A parent's past performance is the best indicator of future conduct. [The mother] has demonstrated brief periods of engagement in the past, but then drops off the radar screen for months at a time. Although she no longer evidences an intent to abandon her children, it is clear that it is too little, too late to entrust their safety, well-being, and permanency to her.

We agree. It is unlikely the mother will be able to responsibly parent the children now or in the near future. Applying the factors in section 232.116(2), we conclude termination of the mother's parental rights is in the children's best interests. See P.L., 778 N.W.2d at 37 (outlining a best-interests analysis).

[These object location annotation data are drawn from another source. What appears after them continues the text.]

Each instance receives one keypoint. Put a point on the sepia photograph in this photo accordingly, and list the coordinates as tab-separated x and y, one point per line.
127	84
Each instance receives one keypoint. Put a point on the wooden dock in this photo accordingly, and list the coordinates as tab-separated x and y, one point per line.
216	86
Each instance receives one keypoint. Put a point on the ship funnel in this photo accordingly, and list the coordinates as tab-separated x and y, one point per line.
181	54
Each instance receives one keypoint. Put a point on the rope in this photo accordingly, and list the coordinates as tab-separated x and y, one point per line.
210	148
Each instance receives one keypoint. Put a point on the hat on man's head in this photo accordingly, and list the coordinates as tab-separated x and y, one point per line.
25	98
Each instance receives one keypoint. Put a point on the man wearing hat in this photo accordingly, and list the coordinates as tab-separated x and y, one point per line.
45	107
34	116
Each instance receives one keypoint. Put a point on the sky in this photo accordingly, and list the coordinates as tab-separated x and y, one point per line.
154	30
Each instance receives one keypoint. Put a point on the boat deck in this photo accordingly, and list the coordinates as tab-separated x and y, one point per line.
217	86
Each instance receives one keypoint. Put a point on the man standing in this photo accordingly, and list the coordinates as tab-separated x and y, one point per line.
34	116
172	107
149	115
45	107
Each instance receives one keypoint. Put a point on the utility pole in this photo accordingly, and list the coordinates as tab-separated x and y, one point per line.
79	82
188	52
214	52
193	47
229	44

Iowa Code section 232.116(3) lists factors weighing against termination including presence of evidence "that the termination would be detrimental to the child at the time due to the closeness of the parent-child relationship." Iowa Code § 232.116(3)(c) (2009). The factors weighing against termination in section 232.116(3) are permissive, not mandatory. See P.L., 778 N.W.2d at 38; In re J.L.W., 570 N.W.2d 778, 781 (Iowa Ct. App. 1997). The court has discretion, based on the unique circumstances of each case and the best interests of the child, whether to apply the factors in this section to save the parent-child relationship. In re C.L.H., 500 N.W.2d 449, 454 (Iowa Ct. App. 1993).

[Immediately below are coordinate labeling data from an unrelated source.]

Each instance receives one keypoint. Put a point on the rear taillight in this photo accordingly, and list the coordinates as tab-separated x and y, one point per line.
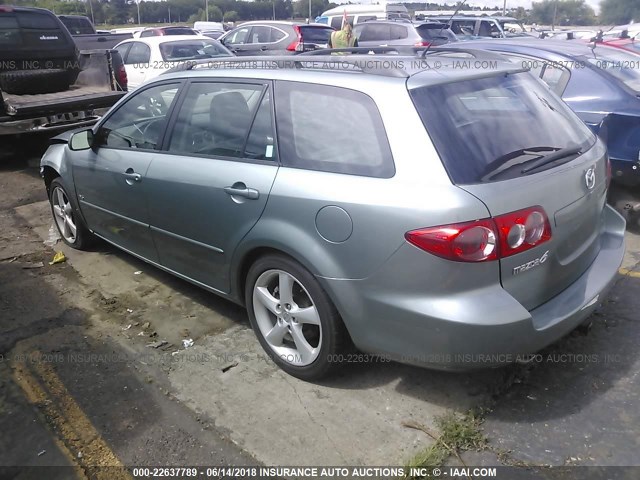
296	45
521	230
462	242
486	239
121	76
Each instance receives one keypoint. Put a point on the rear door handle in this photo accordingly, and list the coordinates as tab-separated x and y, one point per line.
241	190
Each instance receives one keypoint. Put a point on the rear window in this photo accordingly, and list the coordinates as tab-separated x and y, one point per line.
313	118
315	34
433	31
78	25
493	128
191	49
179	31
30	29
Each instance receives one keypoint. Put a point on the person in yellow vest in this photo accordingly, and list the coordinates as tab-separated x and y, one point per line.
343	38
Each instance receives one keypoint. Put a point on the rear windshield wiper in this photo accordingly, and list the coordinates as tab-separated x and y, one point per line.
552	157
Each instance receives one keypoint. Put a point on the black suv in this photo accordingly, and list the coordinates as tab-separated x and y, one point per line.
37	52
276	38
375	33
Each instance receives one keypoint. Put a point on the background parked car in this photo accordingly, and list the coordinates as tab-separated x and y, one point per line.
276	38
160	31
597	84
381	33
146	58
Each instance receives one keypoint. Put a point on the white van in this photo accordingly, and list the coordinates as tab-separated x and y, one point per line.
362	13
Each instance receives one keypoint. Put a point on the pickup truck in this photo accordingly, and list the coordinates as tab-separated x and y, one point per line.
86	36
46	84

Although the children clearly love and care about the mother, any bond she shares with them is not sufficient to maintain the parent-child relationship. The children need permanency and have been severely hurt as a result of the mother's inconsistency and carelessness toward them. Under the facts and circumstances in this case, we conclude the factors listed in section 232.116(3) are not sufficient to save these parent-child relationships. See id. at 454.

III. Permanency Order.

The mother further contends the court erred in failing to enter a permanency order under section 232.104(2)(b) finding that the children could be returned to her care if granted an additional six months. The mother argues she would be able to make strides in the next six months and would be able to provide the children with a permanent home.

Upon our review, we find that granting the mother more time would only be a further detriment to the children. The juvenile court was correct in concluding that the mother's history of instability, lack of concern, and mental illness would not be corrected in the near future. As the juvenile court stated:

[The mother's] relationships with her children are virtually nonexistent at this time. They are young children and need consistent contact with a parent. [The mother] has prioritized her relationships with men over restoring her relationships with her children. Although it is encouraging that she renewed interest in her children's lives following the filing of a Petition to Terminate Parental Rights, she has failed to complete assignments to apologize to the children and she remains too disorganized to meet her own needs, let alone those of her children. Providers have gone above and beyond the call of duty to assist her in organizing her life, but she refused to work with them. There is no confidence that waiting a few more months for [the mother] to benefit from services would do anything other than harm the children by delaying permanency.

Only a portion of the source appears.